Velocity difference is a critical factor in determining how lift is generated on an airplane wing. In the provided problem, we measure the difference in speed between the air moving over the top surface of the wing and the air moving below it. This difference in velocity directly influences the pressure difference between the upper and lower surfaces of the wing. Bernoulli's Principle tells us that an increase in the speed of a fluid occurs simultaneously with a decrease in pressure. For an airplane in smooth flight, the velocity over the upper surface is higher compared to the lower surface, resulting in lower pressure on top and higher pressure below, thus creating lift. To convert velocities from kilometers per hour to meters per second:

• Divide the speed in km/h by 3.6 to get m/s.

In our example:

• Lower surface speed: 216 km/h = 60 m/s
• Upper surface speed: 252 km/h = 70 m/s

The percentage velocity difference is calculated by comparing the velocity difference to the lower wing surface speed, resulting in approximately 16.67% in this case.

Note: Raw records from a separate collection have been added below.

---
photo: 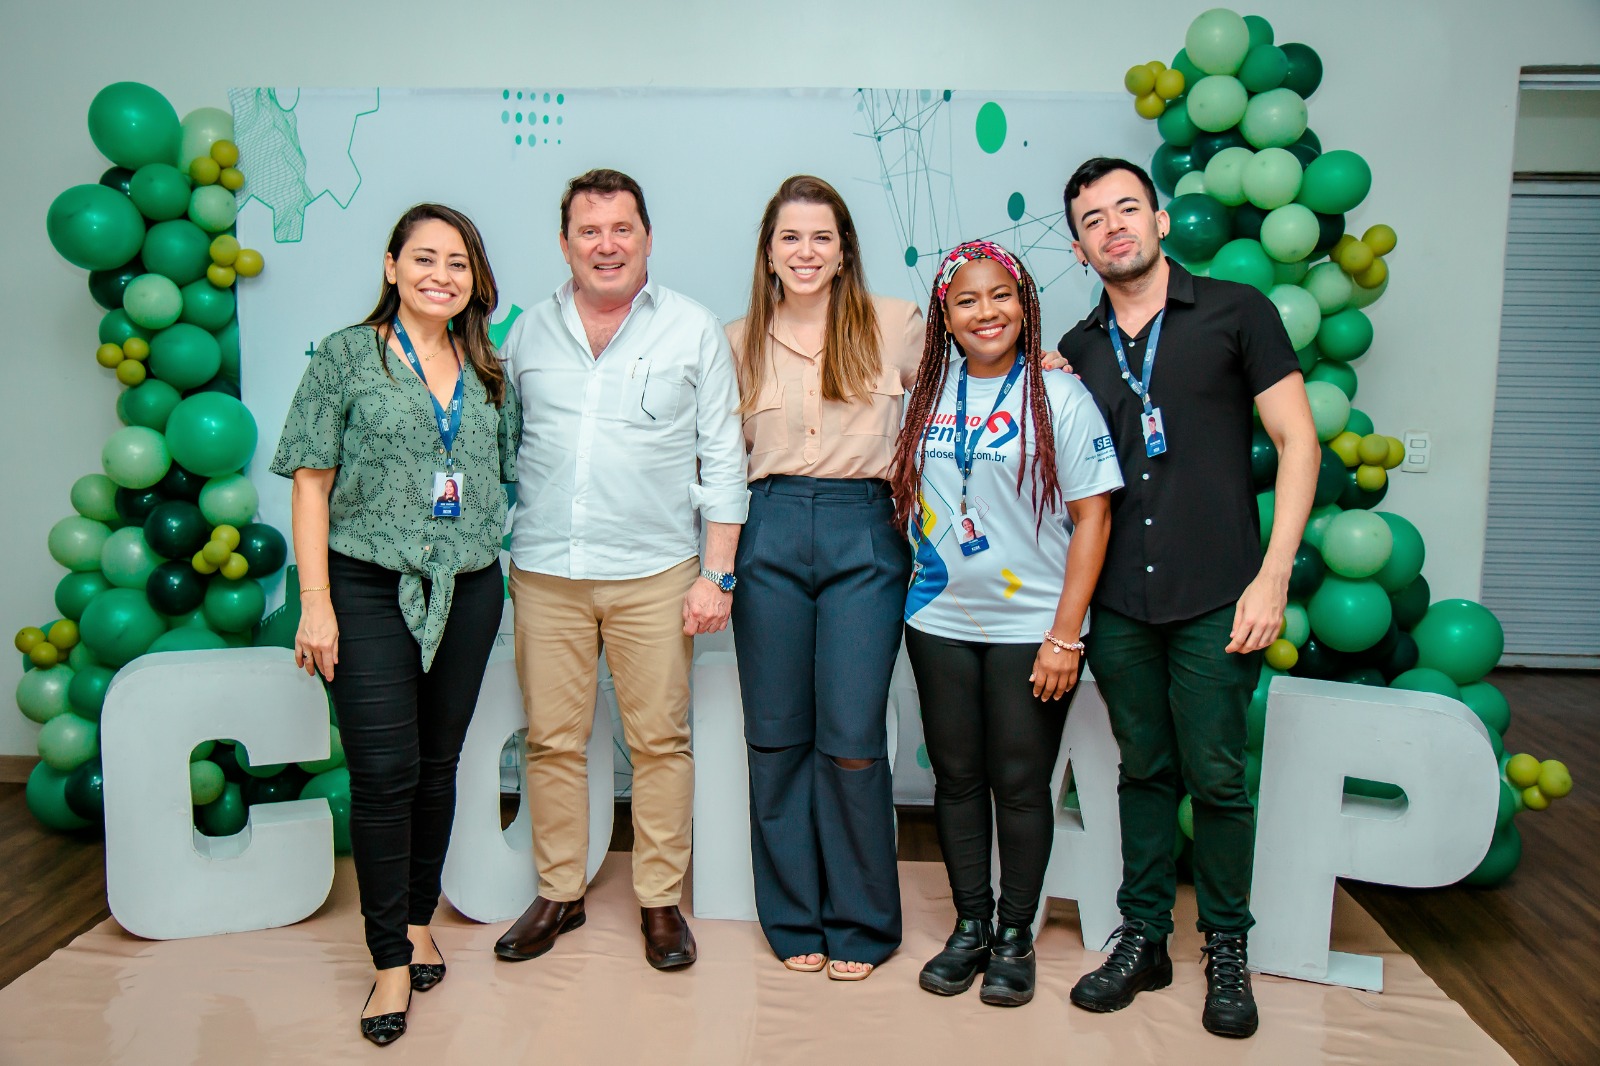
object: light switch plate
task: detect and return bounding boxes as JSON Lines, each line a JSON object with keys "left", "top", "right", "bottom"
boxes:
{"left": 1402, "top": 430, "right": 1431, "bottom": 473}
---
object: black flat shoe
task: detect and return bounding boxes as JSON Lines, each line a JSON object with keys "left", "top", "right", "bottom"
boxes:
{"left": 360, "top": 983, "right": 412, "bottom": 1047}
{"left": 410, "top": 935, "right": 446, "bottom": 992}
{"left": 979, "top": 925, "right": 1036, "bottom": 1007}
{"left": 919, "top": 918, "right": 991, "bottom": 996}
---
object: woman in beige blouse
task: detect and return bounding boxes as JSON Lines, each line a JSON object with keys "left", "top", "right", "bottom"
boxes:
{"left": 726, "top": 175, "right": 923, "bottom": 981}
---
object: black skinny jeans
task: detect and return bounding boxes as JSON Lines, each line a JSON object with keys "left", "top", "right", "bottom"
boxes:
{"left": 903, "top": 626, "right": 1072, "bottom": 930}
{"left": 327, "top": 551, "right": 503, "bottom": 970}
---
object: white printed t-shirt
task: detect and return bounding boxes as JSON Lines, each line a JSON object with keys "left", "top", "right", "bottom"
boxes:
{"left": 905, "top": 358, "right": 1123, "bottom": 643}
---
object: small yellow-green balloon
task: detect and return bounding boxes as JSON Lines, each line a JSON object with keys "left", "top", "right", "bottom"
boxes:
{"left": 123, "top": 336, "right": 150, "bottom": 361}
{"left": 1264, "top": 638, "right": 1299, "bottom": 671}
{"left": 1135, "top": 92, "right": 1166, "bottom": 119}
{"left": 189, "top": 156, "right": 221, "bottom": 186}
{"left": 218, "top": 168, "right": 245, "bottom": 192}
{"left": 1537, "top": 759, "right": 1572, "bottom": 799}
{"left": 1506, "top": 752, "right": 1541, "bottom": 788}
{"left": 1354, "top": 464, "right": 1387, "bottom": 492}
{"left": 47, "top": 619, "right": 80, "bottom": 650}
{"left": 212, "top": 524, "right": 241, "bottom": 551}
{"left": 1338, "top": 240, "right": 1375, "bottom": 275}
{"left": 1329, "top": 431, "right": 1362, "bottom": 467}
{"left": 96, "top": 343, "right": 125, "bottom": 368}
{"left": 209, "top": 139, "right": 240, "bottom": 167}
{"left": 1357, "top": 434, "right": 1389, "bottom": 466}
{"left": 192, "top": 549, "right": 219, "bottom": 574}
{"left": 1362, "top": 224, "right": 1397, "bottom": 257}
{"left": 15, "top": 627, "right": 45, "bottom": 653}
{"left": 1155, "top": 69, "right": 1186, "bottom": 100}
{"left": 1383, "top": 436, "right": 1405, "bottom": 470}
{"left": 233, "top": 249, "right": 264, "bottom": 278}
{"left": 1125, "top": 64, "right": 1157, "bottom": 95}
{"left": 207, "top": 263, "right": 237, "bottom": 288}
{"left": 201, "top": 540, "right": 232, "bottom": 567}
{"left": 29, "top": 642, "right": 60, "bottom": 668}
{"left": 116, "top": 360, "right": 148, "bottom": 386}
{"left": 1145, "top": 60, "right": 1167, "bottom": 76}
{"left": 209, "top": 235, "right": 240, "bottom": 265}
{"left": 1354, "top": 258, "right": 1388, "bottom": 289}
{"left": 221, "top": 552, "right": 250, "bottom": 580}
{"left": 1521, "top": 785, "right": 1549, "bottom": 811}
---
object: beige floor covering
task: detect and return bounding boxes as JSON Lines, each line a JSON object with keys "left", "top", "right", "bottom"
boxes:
{"left": 0, "top": 855, "right": 1513, "bottom": 1065}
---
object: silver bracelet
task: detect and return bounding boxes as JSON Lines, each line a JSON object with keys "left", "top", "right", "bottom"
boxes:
{"left": 1043, "top": 630, "right": 1085, "bottom": 655}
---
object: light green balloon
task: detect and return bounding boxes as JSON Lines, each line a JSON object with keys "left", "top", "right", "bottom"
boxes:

Fluid dynamics is the branch of physics that studies the movement of liquids and gases. For airplanes, it helps understand airflow over the wings and the resulting forces produced on the aircraft. These principles are applied to predict how air will move in relation to complex objects like airplane wings. Central to fluid dynamics and aerodynamics is Bernoulli's Principle, which describes the behavior of fluid under varying conditions of flow and height. In aviation, this principle explains how variations in velocity and pressure can lead to lift. To further grasp fluid dynamics in aviation:

• The air density plays a significant role, as seen with the given air density of 1 kg/m³, which impacts lift and drag forces.
• Pressure differences created by velocity variations are essential for generating lift.
• Flow patterns: The streamlined flow over wings is preferred to minimize turbulence and maximize efficient lift.

When analyzing an airplane in flight, understanding fluid dynamics helps engineers and pilots maximize performance and safety.